Mereka memakai prinsip trickle down effect bahwa kemajuan perekonomian Negara-negara Utara akan terasa di Negara-negara Selatan semakin dipertanyakan. Kenyataannya adalah muncul krisis hutang pada tahun 1980an, kebijakan kondisi pembayaran dan penyesuaian struktural, jarak antara negara kaya dan negara miskin semakin jauh. Sumber daya alam di Negara-negara Selatan secara konsisten telah dieksploitasi untuk membantu menyeimbangkan defisit pembayaran.

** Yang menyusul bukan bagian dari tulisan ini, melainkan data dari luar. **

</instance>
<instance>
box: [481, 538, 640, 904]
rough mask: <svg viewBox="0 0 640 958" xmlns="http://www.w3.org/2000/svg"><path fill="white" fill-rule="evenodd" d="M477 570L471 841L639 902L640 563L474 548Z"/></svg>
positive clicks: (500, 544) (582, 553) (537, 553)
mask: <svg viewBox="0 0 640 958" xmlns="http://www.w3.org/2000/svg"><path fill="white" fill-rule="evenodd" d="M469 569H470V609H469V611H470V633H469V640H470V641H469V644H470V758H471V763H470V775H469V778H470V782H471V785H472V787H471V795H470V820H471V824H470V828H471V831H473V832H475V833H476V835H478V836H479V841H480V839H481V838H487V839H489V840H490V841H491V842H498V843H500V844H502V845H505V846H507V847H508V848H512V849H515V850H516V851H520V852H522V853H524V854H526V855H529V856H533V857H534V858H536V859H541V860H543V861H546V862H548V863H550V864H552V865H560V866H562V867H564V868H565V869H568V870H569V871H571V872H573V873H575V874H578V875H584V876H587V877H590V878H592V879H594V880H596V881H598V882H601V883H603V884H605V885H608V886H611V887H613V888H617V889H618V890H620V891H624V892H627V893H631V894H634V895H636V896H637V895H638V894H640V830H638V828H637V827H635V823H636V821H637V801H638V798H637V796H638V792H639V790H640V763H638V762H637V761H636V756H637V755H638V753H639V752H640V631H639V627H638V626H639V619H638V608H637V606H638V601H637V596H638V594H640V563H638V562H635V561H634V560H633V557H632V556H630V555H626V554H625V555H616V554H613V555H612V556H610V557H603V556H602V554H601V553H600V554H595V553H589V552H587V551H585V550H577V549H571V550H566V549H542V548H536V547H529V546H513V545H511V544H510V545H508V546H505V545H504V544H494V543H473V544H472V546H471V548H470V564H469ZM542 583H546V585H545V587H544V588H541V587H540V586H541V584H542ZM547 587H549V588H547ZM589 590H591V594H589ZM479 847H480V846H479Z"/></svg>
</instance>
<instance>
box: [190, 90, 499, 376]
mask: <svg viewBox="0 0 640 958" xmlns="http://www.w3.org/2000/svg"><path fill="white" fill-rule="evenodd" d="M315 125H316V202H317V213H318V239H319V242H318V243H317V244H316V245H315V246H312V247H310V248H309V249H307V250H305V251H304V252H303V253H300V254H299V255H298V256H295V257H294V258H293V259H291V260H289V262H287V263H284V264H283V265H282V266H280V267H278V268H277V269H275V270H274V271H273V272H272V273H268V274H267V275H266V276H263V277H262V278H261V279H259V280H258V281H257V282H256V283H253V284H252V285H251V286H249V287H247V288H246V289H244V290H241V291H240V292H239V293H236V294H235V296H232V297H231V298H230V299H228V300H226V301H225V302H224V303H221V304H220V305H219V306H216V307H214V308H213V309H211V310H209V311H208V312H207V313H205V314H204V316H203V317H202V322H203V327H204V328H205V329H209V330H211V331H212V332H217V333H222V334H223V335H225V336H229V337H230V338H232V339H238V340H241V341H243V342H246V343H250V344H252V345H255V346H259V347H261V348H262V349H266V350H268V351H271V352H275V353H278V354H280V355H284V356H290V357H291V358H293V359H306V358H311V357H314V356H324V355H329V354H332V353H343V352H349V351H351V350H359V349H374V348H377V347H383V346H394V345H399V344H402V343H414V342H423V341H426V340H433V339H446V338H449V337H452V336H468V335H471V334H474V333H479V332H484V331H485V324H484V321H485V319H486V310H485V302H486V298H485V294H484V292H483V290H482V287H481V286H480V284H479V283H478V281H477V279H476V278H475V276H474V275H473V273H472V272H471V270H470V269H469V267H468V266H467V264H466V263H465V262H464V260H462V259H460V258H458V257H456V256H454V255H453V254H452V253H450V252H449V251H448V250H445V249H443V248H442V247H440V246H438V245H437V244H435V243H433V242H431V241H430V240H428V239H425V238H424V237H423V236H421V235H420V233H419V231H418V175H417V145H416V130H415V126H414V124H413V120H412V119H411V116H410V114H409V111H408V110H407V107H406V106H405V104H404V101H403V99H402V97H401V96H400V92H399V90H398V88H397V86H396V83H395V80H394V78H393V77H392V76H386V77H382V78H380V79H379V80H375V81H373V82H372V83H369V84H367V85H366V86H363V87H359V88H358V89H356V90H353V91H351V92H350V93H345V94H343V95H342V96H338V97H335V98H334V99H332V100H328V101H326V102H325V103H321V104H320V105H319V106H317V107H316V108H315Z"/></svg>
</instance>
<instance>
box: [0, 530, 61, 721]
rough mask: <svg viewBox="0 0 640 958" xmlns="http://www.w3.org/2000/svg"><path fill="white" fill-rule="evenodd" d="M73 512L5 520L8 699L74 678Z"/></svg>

WTO sebagai institusi keuangan global berhasil memproteksi perekonomian Negara-negara Utara dan disaat yang sama menghilangkan hambatan perdagangan di Negara-negara Selatan. Contohnya dengan melakukan kebijakan trade-related investment measures (TRIMS) dan trade-related property right (TRIPS). TRIMS telah membuka sektor finansial dan asuransi dunia, sektor perekonomian yang sensitif dimana perusahaan Negara-negara Utara dalam posisi mendominasi. Sedangkan TRIPS memperbolehkan perusahaan untuk mengambil paten dari berbagai material biologis. Peter Wilkin berpendapat bahwa TRIPS memungkinkan TNCs Negara-negara Utara untuk mengambil paten dari berbagai materi genetik, agrikultural, dan obat-obatan parmasi yang aslinya secara praktik historis adalah kepunyaan dari petani Negara-negara Selatan, kominitas dan yang lainnya. Dengan memiliki hak paten yang terjamin, TNC yang berbasiskan Negara-negara Utara akan bebas untuk menjual komoditas tersebut kembali lagi ke Negara-negara Selatan dengan harga yang menguntungkan. Dengan kata lain Negara-negara Utara berusaha melakukan tindakan untuk merubah sistem dengan mendapatkan keuntungan (dalam ekonomi) untuk mereka.